The themes of nature and water are highlighted throughout the piece. In the show’s final vignette, the dancers’ bodies are superimposed on swirling projections of the Amazon rainforest inhabited by leopards, orangutans (which do not actually live in Brazil, but hey, this is a fantasy) and monkeys swinging from tree to tree. Ultimately, we come to the breathtaking Iguazu Falls, the largest waterfall system in the world — taller than Niagara Falls and twice as wide.
The natural beauty of the rainforest and the monumental force of the cascading waterfall enhance the dancers’ expression of ecstasy.
The water, confined to video screens throughout the show, becomes three-dimensional at the end, actually drenching the bodies of the dancers. Soon they are sipping water from plastic bottles and childishly spurting water on one another, soaking their clothes like children splashing in the ocean.
Though “Água” is three hours long (perhaps too long for some), it is such a delightful pastiche of travelog, humorous vignettes, romantic encounters, cocktail parties, tropical beaches, and foolish dialogue that the time whizzes by.
A long collaboration with BAM
Pina Bausch made her New York debut with Tanztheater Wuppertal at BAM in 1984, on the heels of her American debut at the Los Angeles Olympic Arts Festival.
Strongly influenced by German Expressionism, the New York program included Bausch’s interpretation of Igor Stravinsky’s “Rite of Spring,” choreographed in 1975, in which the stage floor was covered in dirt, and “Café Müller,” choreographed in 1978. (“Café Müller” appears in the opening of Pedro Almodóvar’s 2002 film “Talk to Her.”)
“To say that it was a New York sensation is an understatement,” says Sharon Lehner, director of the BAM Hamm Archives. “People lost it. It was an unbelievable hit. Virtually every performance sold out.” Or, as the New York Times put it: “the place was mobbed.”
And thus was born Bausch’s long-lasting relationship with BAM: Following that 1984 debut, Bausch and her company continued to captivate New York audiences for years to come. “That is now almost 40 years,” says Lehner. Their 15 successive performances have been some of the most popular and highly anticipated events at BAM, the company’s sole New York home and the country’s oldest performing arts institution.
Bausch first gained international recognition in the 1970s for her innovative blend of dance and theater. But it took a long time for her to get to America.
“People were very much against her here at first,” says performance artist Marina Abramović, who has recently become the first holder of the new Pina Bausch Professorship at the Folkwang University of Art in Germany.
“Americans always claim that only they can claim modern dance,” continues Abramović. “In their eyes there was only Isadora Duncan, Martha Graham, and later Trisha Brown: that was the holy grail.
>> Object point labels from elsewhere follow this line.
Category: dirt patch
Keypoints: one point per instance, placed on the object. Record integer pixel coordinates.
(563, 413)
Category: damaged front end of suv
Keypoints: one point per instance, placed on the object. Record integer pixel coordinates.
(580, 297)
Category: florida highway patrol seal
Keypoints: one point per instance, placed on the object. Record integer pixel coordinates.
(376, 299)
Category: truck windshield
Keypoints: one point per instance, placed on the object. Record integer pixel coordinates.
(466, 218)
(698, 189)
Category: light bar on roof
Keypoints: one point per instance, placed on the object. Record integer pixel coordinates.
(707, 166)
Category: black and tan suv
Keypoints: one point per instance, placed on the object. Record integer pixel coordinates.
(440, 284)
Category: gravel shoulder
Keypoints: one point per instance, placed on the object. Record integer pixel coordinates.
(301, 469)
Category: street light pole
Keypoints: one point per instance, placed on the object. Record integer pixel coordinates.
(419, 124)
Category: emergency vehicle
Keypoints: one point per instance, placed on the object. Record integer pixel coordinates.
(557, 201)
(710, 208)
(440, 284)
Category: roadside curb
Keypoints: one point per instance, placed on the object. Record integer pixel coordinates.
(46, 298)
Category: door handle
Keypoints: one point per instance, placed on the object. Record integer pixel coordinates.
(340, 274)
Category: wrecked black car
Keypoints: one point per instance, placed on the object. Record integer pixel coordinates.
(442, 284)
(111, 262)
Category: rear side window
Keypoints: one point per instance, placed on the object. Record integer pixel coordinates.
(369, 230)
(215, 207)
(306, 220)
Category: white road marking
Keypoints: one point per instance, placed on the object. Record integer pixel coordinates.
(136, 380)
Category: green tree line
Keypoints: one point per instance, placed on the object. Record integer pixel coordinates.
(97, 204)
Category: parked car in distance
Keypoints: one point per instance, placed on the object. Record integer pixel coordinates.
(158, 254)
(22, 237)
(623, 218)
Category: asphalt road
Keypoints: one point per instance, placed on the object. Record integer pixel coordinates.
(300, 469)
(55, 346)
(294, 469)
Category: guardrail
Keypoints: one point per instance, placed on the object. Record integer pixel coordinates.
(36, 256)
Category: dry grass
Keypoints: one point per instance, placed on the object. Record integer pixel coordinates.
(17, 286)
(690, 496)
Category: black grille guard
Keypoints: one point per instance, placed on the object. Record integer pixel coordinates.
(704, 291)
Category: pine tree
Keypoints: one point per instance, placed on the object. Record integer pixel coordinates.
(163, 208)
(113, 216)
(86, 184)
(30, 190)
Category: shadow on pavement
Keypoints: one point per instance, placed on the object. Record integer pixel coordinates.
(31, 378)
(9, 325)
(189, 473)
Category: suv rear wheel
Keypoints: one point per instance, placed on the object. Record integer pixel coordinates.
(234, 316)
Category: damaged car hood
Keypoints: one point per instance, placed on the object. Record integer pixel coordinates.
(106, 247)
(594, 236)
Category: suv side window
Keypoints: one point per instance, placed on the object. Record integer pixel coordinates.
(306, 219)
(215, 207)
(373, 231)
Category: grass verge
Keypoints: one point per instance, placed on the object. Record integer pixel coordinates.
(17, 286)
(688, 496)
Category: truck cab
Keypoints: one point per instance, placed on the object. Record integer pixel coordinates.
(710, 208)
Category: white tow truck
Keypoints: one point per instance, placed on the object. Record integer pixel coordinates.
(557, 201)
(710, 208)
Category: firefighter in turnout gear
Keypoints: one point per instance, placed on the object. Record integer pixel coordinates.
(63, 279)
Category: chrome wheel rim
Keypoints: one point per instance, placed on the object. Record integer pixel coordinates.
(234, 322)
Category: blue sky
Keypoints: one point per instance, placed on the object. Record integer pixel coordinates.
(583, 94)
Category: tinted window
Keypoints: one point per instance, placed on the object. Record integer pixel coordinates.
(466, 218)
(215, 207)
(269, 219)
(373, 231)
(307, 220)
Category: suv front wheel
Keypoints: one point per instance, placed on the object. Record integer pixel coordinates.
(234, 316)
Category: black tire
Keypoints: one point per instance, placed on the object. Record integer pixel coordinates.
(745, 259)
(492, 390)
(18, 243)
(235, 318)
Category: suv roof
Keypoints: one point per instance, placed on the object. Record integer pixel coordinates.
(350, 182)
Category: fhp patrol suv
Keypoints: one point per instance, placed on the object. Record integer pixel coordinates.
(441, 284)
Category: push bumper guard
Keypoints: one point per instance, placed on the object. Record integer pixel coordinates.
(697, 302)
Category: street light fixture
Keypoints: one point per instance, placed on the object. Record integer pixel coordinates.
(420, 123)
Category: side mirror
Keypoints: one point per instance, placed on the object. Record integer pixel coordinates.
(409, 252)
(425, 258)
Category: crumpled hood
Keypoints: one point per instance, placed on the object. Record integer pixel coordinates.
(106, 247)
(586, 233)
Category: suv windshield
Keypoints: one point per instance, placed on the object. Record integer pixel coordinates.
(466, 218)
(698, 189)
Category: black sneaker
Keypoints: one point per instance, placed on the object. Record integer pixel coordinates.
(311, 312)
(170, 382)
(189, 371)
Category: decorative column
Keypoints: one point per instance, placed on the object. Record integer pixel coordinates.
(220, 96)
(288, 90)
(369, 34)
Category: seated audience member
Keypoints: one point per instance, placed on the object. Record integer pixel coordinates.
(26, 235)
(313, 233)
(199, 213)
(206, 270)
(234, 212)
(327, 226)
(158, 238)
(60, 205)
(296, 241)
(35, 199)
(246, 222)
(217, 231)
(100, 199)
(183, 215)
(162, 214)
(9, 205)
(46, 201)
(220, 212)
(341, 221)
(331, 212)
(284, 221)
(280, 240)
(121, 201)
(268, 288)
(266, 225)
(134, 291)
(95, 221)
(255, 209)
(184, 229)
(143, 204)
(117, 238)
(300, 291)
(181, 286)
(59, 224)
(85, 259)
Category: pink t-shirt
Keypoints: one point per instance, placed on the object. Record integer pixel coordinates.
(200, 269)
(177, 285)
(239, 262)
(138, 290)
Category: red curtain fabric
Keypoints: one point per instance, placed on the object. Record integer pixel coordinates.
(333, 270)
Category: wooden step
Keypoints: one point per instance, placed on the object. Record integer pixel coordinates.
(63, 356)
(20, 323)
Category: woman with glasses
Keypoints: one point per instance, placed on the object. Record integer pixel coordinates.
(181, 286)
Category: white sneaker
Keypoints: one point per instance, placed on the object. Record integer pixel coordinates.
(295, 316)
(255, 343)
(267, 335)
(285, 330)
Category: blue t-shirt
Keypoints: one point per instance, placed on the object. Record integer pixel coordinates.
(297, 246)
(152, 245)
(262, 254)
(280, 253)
But when people saw her Tanztheater Wuppertal’s performances in New York, they had the feeling of a great discovery. Their repertoire of movement and their new understanding of dance. It was all highly emotional and absolutely groundbreaking.”
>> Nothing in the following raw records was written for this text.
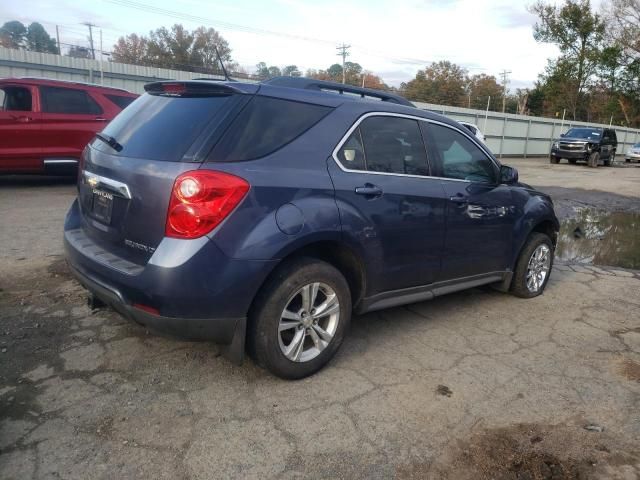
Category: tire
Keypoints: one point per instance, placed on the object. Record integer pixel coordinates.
(267, 343)
(519, 285)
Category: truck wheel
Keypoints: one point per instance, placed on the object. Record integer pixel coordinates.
(533, 267)
(299, 318)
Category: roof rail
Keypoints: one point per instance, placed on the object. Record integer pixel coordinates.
(340, 88)
(74, 82)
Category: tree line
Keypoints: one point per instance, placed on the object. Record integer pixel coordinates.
(595, 78)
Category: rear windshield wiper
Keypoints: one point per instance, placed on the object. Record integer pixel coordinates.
(109, 140)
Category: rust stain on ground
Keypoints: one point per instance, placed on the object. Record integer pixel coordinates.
(630, 370)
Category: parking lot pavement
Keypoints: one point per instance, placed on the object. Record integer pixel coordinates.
(473, 385)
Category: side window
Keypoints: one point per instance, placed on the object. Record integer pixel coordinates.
(16, 99)
(265, 125)
(460, 158)
(68, 100)
(393, 145)
(351, 154)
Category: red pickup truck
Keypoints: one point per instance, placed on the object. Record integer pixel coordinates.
(45, 124)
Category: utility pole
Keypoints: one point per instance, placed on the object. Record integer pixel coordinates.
(91, 25)
(58, 39)
(505, 80)
(101, 59)
(342, 52)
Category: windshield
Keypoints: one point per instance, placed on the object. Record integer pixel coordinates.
(586, 133)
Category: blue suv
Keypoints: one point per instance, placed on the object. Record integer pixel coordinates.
(260, 216)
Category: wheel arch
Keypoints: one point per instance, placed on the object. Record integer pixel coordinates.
(336, 253)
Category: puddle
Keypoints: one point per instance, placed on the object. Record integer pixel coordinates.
(601, 238)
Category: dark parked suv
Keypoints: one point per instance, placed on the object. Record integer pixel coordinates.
(586, 144)
(267, 213)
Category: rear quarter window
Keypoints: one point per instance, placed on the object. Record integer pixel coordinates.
(265, 125)
(162, 128)
(16, 98)
(120, 101)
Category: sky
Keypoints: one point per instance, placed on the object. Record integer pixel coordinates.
(393, 39)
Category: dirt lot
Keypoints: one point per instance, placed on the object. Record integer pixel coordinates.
(473, 385)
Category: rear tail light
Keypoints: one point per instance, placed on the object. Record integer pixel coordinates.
(200, 200)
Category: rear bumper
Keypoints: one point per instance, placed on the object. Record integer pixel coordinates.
(218, 330)
(198, 292)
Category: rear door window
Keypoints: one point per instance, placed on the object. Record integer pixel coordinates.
(458, 157)
(68, 101)
(163, 128)
(17, 99)
(386, 144)
(265, 125)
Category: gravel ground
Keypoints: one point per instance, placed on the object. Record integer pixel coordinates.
(477, 384)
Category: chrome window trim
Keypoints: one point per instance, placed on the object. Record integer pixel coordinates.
(360, 119)
(48, 161)
(95, 180)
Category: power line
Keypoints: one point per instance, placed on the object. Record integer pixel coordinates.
(343, 52)
(258, 31)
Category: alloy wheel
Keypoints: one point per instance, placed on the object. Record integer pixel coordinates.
(308, 322)
(538, 268)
“Água” marks the first time in six years that the company, which is based in Germany, has returned to BAM, largely due to the pandemic.
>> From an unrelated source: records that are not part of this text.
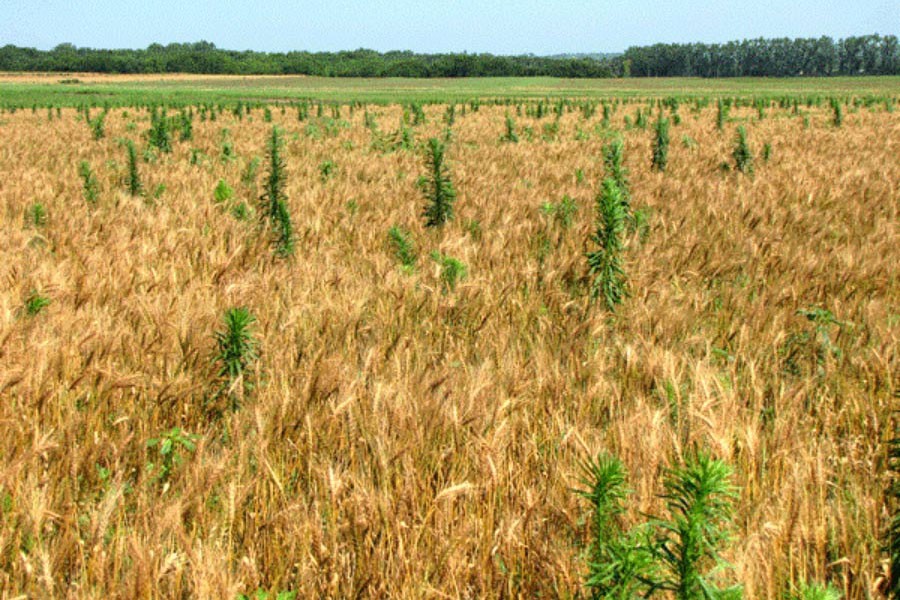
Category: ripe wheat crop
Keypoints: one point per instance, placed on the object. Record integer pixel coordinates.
(391, 434)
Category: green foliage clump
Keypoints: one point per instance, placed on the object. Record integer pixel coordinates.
(404, 248)
(223, 192)
(510, 135)
(133, 180)
(36, 215)
(35, 303)
(661, 145)
(605, 263)
(893, 502)
(677, 555)
(450, 115)
(89, 184)
(699, 498)
(159, 136)
(186, 127)
(620, 564)
(326, 170)
(437, 186)
(169, 448)
(837, 109)
(275, 198)
(236, 352)
(721, 115)
(98, 126)
(743, 157)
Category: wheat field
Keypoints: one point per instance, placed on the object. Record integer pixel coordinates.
(400, 439)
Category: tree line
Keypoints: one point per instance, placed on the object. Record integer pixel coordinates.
(782, 57)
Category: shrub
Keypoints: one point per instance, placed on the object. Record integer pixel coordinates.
(699, 498)
(437, 186)
(89, 184)
(605, 263)
(404, 248)
(661, 144)
(326, 170)
(98, 126)
(510, 135)
(35, 303)
(186, 127)
(893, 503)
(133, 181)
(619, 564)
(275, 199)
(837, 109)
(159, 137)
(223, 192)
(236, 352)
(743, 157)
(169, 449)
(450, 115)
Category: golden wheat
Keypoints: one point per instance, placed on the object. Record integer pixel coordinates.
(405, 442)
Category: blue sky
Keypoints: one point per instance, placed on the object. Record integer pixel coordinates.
(500, 27)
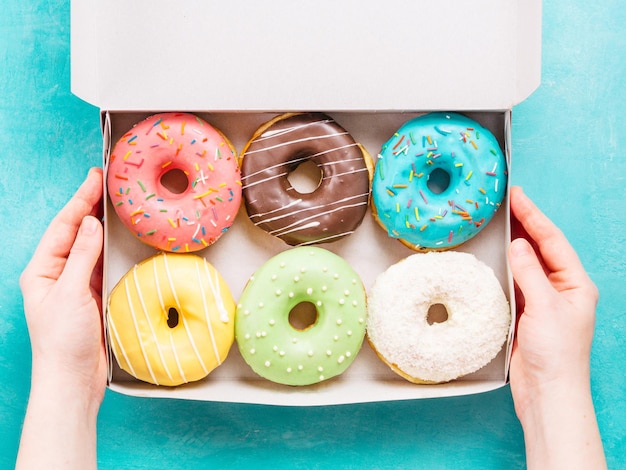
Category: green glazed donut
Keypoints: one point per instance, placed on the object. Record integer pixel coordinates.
(274, 341)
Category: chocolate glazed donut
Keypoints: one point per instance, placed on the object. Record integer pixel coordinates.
(335, 208)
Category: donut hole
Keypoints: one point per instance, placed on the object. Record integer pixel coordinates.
(303, 316)
(172, 317)
(438, 180)
(437, 313)
(305, 177)
(175, 181)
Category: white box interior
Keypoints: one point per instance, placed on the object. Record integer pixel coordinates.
(371, 65)
(367, 379)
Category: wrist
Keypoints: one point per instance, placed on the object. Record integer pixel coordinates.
(560, 427)
(66, 387)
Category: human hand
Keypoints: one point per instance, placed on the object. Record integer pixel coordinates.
(62, 292)
(62, 289)
(549, 370)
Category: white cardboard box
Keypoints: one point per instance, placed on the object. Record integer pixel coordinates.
(370, 65)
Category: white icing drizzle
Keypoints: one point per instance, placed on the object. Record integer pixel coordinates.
(313, 208)
(268, 134)
(145, 312)
(134, 317)
(285, 229)
(295, 202)
(305, 139)
(162, 304)
(298, 160)
(173, 347)
(187, 330)
(207, 314)
(217, 294)
(117, 342)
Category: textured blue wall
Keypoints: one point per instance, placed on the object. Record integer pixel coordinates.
(569, 147)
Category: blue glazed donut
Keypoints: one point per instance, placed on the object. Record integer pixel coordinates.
(438, 181)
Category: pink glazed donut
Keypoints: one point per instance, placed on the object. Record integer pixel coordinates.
(174, 182)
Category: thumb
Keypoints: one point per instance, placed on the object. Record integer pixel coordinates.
(528, 272)
(85, 251)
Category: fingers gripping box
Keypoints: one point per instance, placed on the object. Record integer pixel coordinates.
(370, 65)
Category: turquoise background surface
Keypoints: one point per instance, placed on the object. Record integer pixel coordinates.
(569, 152)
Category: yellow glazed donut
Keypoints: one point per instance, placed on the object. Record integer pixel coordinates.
(428, 344)
(170, 319)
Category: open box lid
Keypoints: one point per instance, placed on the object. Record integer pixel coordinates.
(306, 55)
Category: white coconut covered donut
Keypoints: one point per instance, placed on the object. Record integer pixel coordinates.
(422, 341)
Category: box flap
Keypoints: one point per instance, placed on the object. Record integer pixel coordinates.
(313, 55)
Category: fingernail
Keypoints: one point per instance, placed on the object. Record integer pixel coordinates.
(520, 247)
(89, 226)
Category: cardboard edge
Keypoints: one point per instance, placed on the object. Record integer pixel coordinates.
(509, 274)
(84, 46)
(528, 48)
(105, 124)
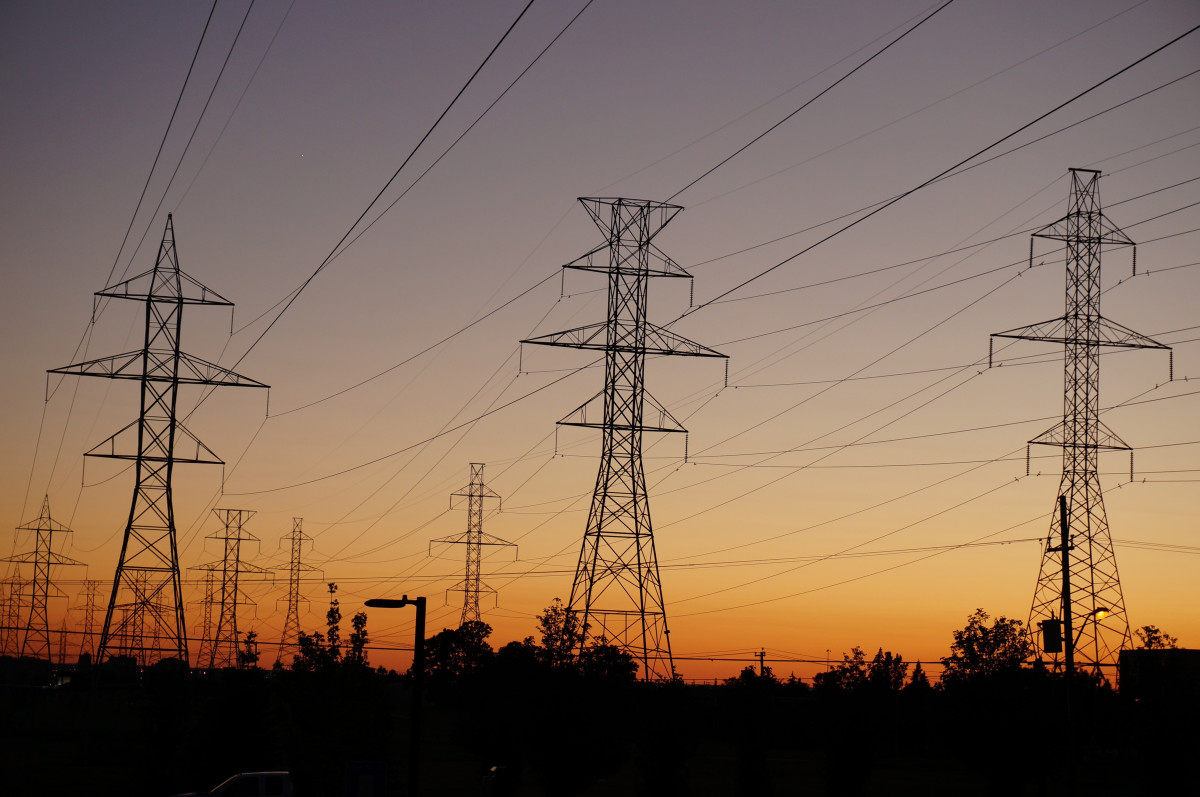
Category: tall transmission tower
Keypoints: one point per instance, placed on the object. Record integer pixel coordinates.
(155, 442)
(617, 589)
(10, 637)
(291, 636)
(35, 631)
(1079, 583)
(225, 635)
(474, 538)
(204, 653)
“Hard-core Pina fans wait eagerly for the company to return while new devotees are initiated into the fold,” says Lehner.
Unlike most of Bausch’s pieces, which are typically laden with existential meaning, “Água” is at some level just plain silly. It is also glorious, unashamed escapism that submerges you in a sensual, kaleidoscopic dream of such mesmerizing beauty, happiness and drunkenness that its spell lingers long after the performance is over.
“Água,” presented by the Pina Bausch Wuppertaler Tanztheater, runs through March 19 at BAM.